Note that PEP 563 semantics allows more efficient implementation. Annotation is just a single constant tuple, not a dict. We already have the efficient implementation for Python 3.10. The efficient implementation in 3.10 can share tuples. If there are hundreds of methods with the same signature, annotation is just a single tuple, not hundreds of tuples. This is very efficient for auto generated codebase. I think this PEP can share the code objects for same signature by removing co_firstlineno information too.
That's very clever! My co_annotations repo was branched from
before this feature was added, and I haven't pulled and merged
recently. So I hadn't seen it.
Additionally, we should include the cost for loading annotations from PYC files, because most annotations are "load once, set once". Loading "simple code object" from pyc files is not so cheap. It may affect importing time of large annotated codebase and memory footprints.

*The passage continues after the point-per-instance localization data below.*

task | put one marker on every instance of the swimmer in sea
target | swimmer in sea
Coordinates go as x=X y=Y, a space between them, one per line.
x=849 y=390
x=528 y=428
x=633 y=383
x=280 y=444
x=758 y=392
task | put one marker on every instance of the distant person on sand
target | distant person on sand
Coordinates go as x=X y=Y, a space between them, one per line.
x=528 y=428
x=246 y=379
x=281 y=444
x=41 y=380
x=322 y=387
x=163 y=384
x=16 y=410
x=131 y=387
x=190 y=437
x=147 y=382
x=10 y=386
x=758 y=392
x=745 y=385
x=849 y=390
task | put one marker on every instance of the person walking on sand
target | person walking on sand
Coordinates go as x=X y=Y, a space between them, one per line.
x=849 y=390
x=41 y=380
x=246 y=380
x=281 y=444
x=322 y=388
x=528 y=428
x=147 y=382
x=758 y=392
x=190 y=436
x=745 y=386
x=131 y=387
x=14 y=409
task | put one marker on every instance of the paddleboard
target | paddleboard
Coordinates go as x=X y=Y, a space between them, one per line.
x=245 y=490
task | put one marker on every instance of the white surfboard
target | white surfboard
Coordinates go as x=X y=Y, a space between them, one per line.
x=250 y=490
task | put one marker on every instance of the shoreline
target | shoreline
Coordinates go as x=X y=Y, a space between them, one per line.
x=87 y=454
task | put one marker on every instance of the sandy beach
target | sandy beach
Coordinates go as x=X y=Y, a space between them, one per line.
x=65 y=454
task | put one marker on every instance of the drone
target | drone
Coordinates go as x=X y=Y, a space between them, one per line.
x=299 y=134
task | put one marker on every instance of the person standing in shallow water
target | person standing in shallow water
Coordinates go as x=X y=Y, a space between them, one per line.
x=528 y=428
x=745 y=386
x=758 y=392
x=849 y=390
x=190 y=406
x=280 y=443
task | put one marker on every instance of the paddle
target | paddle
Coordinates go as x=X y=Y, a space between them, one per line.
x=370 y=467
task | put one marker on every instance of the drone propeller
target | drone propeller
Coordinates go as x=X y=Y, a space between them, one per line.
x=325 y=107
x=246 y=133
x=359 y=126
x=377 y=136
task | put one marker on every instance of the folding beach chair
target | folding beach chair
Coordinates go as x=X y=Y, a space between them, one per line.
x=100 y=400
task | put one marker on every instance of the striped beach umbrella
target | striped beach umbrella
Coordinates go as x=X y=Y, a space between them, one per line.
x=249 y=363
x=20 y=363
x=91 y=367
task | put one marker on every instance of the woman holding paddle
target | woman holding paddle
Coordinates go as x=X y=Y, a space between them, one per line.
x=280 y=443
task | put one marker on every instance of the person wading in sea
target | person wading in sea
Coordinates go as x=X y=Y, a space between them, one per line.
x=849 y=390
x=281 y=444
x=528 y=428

I did some analysis in a separate message. The summary is, the
code object for a single annotation costs us 232 bytes; that
includes the code object itself, the bytestring for the bytecode,
and the bytestring for the lnotab. This grows slowly as you add
new parameters; the code object for ten parameters is 360 bytes.

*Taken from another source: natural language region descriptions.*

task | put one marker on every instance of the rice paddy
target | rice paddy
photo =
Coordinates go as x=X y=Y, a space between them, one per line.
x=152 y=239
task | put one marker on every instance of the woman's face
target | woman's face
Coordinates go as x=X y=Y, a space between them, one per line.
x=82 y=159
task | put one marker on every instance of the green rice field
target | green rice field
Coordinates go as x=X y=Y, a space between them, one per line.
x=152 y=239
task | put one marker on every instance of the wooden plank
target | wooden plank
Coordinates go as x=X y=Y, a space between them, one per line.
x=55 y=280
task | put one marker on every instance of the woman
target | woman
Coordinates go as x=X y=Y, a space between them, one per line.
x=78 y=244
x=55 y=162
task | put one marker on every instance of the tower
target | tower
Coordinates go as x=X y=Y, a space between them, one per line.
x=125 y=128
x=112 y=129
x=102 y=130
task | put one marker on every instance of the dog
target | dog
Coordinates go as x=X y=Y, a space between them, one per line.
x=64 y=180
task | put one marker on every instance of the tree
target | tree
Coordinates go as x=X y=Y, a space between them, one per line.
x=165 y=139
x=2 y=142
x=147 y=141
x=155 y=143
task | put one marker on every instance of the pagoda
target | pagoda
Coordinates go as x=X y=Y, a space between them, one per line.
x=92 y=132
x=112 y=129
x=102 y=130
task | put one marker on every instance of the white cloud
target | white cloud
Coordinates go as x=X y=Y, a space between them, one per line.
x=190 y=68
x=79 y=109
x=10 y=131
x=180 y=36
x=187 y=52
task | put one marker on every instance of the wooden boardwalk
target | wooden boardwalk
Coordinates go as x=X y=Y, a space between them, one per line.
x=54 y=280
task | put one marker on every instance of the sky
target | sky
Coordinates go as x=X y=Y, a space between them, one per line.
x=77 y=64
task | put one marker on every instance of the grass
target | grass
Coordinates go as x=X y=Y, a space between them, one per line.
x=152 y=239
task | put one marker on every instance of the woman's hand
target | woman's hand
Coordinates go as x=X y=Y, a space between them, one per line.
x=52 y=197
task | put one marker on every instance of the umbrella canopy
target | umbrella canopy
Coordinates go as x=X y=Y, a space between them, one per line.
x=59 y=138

It seems possible to create a hybrid of these two approaches!
Here's my idea: instead of the compiler storing a code object as
the annotations argument to MAKE_FUNCTION, store a tuple
containing the fields you'd need to recreate the code
object at runtime--bytecode, lnotab, names, consts, etc.
func_get_annotations would create the code object from that, bind
it to a function object, call it, and return the result. These
code-object-tuples would then be automatically shared in the .pyc
file and at runtime the same way that 3.10 shares the tuples of
stringized annotations today.
That said, I suggest PEP 649's memory consumption isn't an urgent consideration in choosing to accept or reject it. PEP 649 is competitive in terms of startup time and memory usage with PEP 563, and PEP 563 was accepted and shipped with several versions of Python.